The most adaptive parent-child relationships provide children with three conditions over time—an abiding message of being accepted emotionally, a sense that certain behaviors (e.g., hurting others) will not be tolerated, and values-based leadership from parents’ example and guidance. Many parents I work with have children who are behaving in defiant and disruptive ways. Parents want to know how to manage their children’s behavior and, more specifically, what kind of punishment strategies will work with a difficult child.

Father embracing his child

Research on parental discipline supports use of a three-step approach, and many parents are familiar with these three steps: instruct, warn, and sanction (or punish). Using these three steps, children learn about your expectations for specific behaviors, they’re told the consequences if expectations are not met, and they’re sanctioned if they fail to meet those expectations. Below are definitions and examples of each step.

1.  Instruct

            State the expectation in a clear, firm, specific, and direct manner. Change your facial expression, your posture, and your voice so your child knows that you’re now in containment mode—focused but not emotional.

e.g., “Sally, we can’t drive off till you put your seat belt on.”

2.  Warn

            If your child fails to follow the instruction, repeat it with a warning that lets your child know of the ensuing sanction.

e.g., “Sally, if you don’t buckle your seat belt, I’ll have to leave you here with Grandma.”

3.  Sanction

            If your child fails to heed the warning, impose the sanction.

e.g., “Sally, you’re going to stay here with Grandma.”

I add a 4th step to these three. This final step is probably one that is unfamiliar. I call it reconnecting because it refers to a specific kind of interaction in which parents remind children that they are valued, accepted members of the family while also remaining firm on the reasons for imposing a sanction.

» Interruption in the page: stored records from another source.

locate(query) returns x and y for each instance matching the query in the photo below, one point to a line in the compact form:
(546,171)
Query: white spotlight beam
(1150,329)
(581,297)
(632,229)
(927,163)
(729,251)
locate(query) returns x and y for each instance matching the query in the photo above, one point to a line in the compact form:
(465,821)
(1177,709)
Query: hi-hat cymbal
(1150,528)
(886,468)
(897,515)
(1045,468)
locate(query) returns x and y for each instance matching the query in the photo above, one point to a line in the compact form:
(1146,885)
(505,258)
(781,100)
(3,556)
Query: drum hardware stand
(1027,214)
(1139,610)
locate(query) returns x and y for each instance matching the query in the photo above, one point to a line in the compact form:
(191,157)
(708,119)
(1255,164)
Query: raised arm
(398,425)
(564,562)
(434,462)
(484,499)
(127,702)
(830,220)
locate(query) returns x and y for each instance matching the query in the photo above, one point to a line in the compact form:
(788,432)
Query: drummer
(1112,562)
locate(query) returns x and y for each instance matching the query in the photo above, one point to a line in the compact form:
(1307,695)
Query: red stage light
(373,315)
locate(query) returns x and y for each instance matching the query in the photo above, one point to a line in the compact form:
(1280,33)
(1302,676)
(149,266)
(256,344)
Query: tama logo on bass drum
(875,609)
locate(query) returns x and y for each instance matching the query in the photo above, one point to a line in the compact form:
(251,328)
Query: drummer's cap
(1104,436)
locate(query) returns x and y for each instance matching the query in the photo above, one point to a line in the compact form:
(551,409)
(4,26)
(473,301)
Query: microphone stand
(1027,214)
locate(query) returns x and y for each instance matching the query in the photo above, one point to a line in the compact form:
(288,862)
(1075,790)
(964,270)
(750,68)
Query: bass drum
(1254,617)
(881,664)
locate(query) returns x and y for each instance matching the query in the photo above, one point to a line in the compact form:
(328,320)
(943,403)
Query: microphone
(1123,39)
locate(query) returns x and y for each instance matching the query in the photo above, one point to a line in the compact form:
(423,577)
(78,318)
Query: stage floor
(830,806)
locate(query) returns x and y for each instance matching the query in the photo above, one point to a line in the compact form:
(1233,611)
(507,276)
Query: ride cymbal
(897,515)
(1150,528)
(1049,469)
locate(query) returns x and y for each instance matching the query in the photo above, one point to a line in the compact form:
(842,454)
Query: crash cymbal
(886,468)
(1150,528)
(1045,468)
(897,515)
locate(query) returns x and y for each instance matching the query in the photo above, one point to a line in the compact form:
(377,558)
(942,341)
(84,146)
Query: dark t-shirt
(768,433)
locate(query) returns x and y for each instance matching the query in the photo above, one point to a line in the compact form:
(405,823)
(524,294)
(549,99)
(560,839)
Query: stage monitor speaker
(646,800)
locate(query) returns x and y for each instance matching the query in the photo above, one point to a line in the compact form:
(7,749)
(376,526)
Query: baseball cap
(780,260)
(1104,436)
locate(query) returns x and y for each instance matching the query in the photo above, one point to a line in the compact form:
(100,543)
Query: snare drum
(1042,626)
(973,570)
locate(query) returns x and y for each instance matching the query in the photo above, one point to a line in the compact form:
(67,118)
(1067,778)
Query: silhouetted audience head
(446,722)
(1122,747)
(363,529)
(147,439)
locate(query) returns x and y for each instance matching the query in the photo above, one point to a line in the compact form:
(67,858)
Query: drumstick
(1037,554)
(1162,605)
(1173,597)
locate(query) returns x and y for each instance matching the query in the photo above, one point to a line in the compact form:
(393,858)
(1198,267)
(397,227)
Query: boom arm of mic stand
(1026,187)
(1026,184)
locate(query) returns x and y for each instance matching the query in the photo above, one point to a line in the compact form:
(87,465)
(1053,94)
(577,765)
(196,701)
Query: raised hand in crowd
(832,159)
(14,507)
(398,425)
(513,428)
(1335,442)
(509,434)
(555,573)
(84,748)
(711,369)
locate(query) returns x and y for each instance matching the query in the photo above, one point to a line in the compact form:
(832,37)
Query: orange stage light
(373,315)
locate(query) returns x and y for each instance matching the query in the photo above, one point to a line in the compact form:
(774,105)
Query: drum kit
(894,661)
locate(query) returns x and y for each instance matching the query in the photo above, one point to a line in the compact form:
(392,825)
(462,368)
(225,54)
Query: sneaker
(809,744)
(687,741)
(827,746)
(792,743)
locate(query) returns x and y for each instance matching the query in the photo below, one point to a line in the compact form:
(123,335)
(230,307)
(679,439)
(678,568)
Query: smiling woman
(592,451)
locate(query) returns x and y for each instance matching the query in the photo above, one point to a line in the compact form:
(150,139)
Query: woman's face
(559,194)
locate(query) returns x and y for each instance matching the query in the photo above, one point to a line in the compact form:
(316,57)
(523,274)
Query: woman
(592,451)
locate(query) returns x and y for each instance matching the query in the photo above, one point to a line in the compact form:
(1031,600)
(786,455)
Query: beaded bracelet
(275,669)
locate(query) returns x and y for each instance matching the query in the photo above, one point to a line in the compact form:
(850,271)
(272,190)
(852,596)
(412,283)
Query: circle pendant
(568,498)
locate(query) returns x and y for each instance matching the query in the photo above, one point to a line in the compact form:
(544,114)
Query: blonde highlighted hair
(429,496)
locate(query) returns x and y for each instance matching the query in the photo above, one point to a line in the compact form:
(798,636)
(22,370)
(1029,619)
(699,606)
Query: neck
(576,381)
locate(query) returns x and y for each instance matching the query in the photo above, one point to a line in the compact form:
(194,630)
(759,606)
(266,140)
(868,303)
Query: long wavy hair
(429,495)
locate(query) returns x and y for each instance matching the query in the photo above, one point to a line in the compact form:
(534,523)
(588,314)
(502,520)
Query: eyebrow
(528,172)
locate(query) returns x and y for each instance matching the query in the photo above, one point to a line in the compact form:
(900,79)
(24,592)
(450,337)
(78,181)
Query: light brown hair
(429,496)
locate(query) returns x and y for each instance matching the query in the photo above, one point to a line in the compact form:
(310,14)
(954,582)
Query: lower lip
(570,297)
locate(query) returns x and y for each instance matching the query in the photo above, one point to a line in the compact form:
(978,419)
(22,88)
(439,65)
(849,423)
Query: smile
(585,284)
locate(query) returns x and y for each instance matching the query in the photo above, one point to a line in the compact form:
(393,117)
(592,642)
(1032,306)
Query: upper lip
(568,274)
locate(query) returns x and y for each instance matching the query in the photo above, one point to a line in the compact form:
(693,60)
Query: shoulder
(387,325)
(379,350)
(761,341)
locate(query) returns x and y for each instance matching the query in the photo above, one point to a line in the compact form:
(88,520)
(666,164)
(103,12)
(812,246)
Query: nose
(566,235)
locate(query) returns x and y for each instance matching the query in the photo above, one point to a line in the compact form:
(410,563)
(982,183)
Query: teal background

It’s important for children to know that a parent is capable of restricting their behavior when necessary, even if it means a sometimes unattractive, negative conflict. But it’s also important that discipline doesn’t lead children to shut down emotionally or withdraw psychologically from parents and family.

Parents can usually sense when a difficult child is starting to grow distant from the rest of the family but they might not appreciate the risks associated with that mounting distance. I sometimes assign parents the task of reading Rudyard Kipling’s short story, “Baa Baa Blacksheep” to show how a child’s sense of alienation can lead to even more negative behavior (

To prevent this from happening in your family, take time after a disciplinary encounter to reconnect with your children. It’s an opportunity to clarify the message behind unpleasant sanctions and to correct any misinterpretations your children might have. More importantly, post-punishment reconnecting serves to repair any emotional damage to the parent-child relationship. To reconnect is to bring your children back into the fold after they’ve been disciplined and after everyone has calmed down.

To help you get a picture of what it means to reconnect let’s go to the example of Tony, a young boy who pushed his friend Cedric. Imagine that Mom put Tony in time-out for that misdeed. Once he’s done with time-out, she can look for a chance to visit with him briefly. If he goes right back to watching TV or if he’s angry, then it’s best to wait. But later, when they’re both ready for a brief visit, I would recommend that she’d reconnect using a 3-part message. First, that Tony and his feelings are accepted. Second, that she is committed to containing his aggressive behavior. Third, that aggression is not in keeping with the values and beliefs of their family. Here’s an example of how that might sound:

Tony, I know you didn’t like being put in time-out. I could tell it made you mad. I don’t like it much either. I love you and you’re important to me and to this family. But I’m not going to let you hurt other children. Each time you push or hit, I’ll put you right back in time-out. In our family, we don’t hurt other people.

In this simple message, Tony’s mother touches on all three core conditions of a healthy parent-child relationship—accepting, containing, and leading.